Алексей Степанович, не отзываясь, шёл рядом. Он всегда замолкал, когда Маша говорила о своём муже. И неизвестно было, что он думал тогда.
- И дело было вовсе не в том, что он меня стеснял, а как раз в том, что, занятый своей партийной работой, он меня совершенно не стеснял и не касался моей жизни. Я была совершенно свободна, но мне было холодно от этой свободы, и она была для меня хуже всякой несвободы.
Маша вдруг, положив свою руку в перчатке на рукав Алексея Степановича, улыбнулась и сказала:
- Я очень скрытный человек и не понимаю, к чему я вам всё это рассказываю?
Алексей Степанович неожиданно крепко взял её под руку и прижал локтем её руку к себе.
Маша, отшатнувшись, испуганно взглянула на него. У неё мелькнула неприятная мысль, что её спутник придал её словам гораздо большее значение, чем они могли иметь.
Но Алексей Степанович, не обращая внимания на её движение, ещё сильнее прижал её руку.
Они уже подходили к дому, где было назначено собрание.
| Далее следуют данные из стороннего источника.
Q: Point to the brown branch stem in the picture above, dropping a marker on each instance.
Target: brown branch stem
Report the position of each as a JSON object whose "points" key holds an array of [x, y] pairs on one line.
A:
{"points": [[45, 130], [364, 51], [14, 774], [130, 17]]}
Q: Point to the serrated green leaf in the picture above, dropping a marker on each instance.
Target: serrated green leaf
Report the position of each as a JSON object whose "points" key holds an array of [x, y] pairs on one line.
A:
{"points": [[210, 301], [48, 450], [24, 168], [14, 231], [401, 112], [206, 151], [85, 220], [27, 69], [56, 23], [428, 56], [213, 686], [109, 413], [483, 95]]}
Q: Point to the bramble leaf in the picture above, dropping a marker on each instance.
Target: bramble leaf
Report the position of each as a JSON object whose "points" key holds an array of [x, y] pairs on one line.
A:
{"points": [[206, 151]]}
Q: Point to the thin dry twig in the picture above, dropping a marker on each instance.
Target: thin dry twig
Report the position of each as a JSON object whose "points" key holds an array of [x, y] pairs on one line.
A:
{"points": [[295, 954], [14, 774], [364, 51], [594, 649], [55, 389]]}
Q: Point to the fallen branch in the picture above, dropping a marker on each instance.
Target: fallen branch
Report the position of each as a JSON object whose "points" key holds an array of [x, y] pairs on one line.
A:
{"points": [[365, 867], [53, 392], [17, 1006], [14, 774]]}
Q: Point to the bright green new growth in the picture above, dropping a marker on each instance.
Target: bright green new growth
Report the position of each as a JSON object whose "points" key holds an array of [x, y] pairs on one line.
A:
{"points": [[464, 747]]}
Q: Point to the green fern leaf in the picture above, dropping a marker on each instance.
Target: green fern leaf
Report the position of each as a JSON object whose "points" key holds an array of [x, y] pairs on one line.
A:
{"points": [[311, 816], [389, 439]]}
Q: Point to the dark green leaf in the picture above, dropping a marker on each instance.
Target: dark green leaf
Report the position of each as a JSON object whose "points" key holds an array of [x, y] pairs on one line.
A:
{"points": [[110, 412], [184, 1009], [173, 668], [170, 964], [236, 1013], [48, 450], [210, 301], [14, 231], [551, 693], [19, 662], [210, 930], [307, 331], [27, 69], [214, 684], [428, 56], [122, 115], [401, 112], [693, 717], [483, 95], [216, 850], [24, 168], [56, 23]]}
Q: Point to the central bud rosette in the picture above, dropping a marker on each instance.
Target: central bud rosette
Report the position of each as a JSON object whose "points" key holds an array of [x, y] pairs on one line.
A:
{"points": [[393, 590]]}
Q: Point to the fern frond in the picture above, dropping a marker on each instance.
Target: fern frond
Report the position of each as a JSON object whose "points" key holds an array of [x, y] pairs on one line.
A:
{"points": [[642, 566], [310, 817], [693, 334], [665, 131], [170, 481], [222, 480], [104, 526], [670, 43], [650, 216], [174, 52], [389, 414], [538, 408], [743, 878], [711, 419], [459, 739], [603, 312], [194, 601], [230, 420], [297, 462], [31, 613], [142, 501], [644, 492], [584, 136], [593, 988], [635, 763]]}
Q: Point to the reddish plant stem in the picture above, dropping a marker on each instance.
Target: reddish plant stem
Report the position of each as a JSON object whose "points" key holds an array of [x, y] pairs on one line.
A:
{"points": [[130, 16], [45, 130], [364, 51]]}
И в это время Маша увидела под воротами человека, который закуривал папиросу, и что-то в его закуривании было неестественное. Как будто он этим хотел оправдать своё стояние под воротами. Он закуривал как-то уж слишком долго.
Маша мгновенно поняла, почему Алексей Степанович сдавил ей руку. До дома оставалось несколько шагов. Стало совершенно очевидно, что за ними следят и что в доме засада.
Алексей Степанович спокойно продолжал говорить. Маша не слышала и не понимала его, и, к её удивлению, он открыл парадную дверь подъезда, откуда пахнуло ещё не прогревшимся с зимы сырым и холодным воздухом.
Они стали подниматься на лестницу и услышали, что навстречу им кто-то спускается вниз.
Алексей Степанович обнял Машу и беззаботно шагал, смеясь и что-то рассказывая, а рука его, противореча его беззаботному виду, нервно вздрагивала.
Навстречу им спускался молодой человек с усиками, в котелке и с тросточкой, которую он вертел кругообразными движениями между пальцев.
Маша поняла всю опасность, но она чувствовала руку, которая обнимала её за спину, и с задорной усмешкой посмотрела на спускавшегося молодого человека.
Квартира, в которую они шли, была на пятом этаже. Они прошли уже три этажа, а Алексей Степанович, притворившись слегка подвыпившим, всё продолжал идти и беззаботно болтать.
Маша чувствовала его напряжённость, напряжённость зверя, который почуял около себя смертельную опасность и, обманывая преследователей, ищет выхода.
Какой же выход он мог придумать? Но по движению его руки, как бы успокаивающей её, она поняла, что у него уже есть выход. Едва они поднялись на четвёртый этаж, как Алексей Степанович, бросив взгляд наверх, быстро подошёл к ближней двери и позвонил.
И та минута, которая прошла между этим звонком и шагами за дверью, казалась самой мучительной и долгой, какая когда-либо была в жизни Маши. Ей представлялось, что ещё секунда - и её схватят сзади.
Но в это время дверь открылась и какая-то полная дама в чёрном платье с недоумением спросила, что им нужно.
- Евгений Александрович дома? - спросил Алексей Степанович и, не ожидая ответа хозяйки, вошёл в квартиру, втолкнув впереди себя Машу и сейчас же захлопнув за собой дверь.
Хозяйка квартиры с испугом смотрела на него.
- Простите, - сказал Алексей Степанович, - мы едва не попали в облаву. Проведите нас через чёрный ход.
Хозяйка квартиры молча, очевидно, ещё не придя в себя, пошла по коридору впереди неожиданных посетителей и открыла им дверь на лестницу.
Когда Маша с Алексеем Степановичем прошли в дверь, она сказала:
- Нехорошо врываться в чужую квартиру...
Со двора пошли в разные стороны.
У Маши было странное ощущение, когда Алексей Степанович вел её по лестнице, обняв за спину, и она с новым, незнакомым ей чувством как бы отдалась под его защиту и долго потом в своём воображении вызывала это чувство.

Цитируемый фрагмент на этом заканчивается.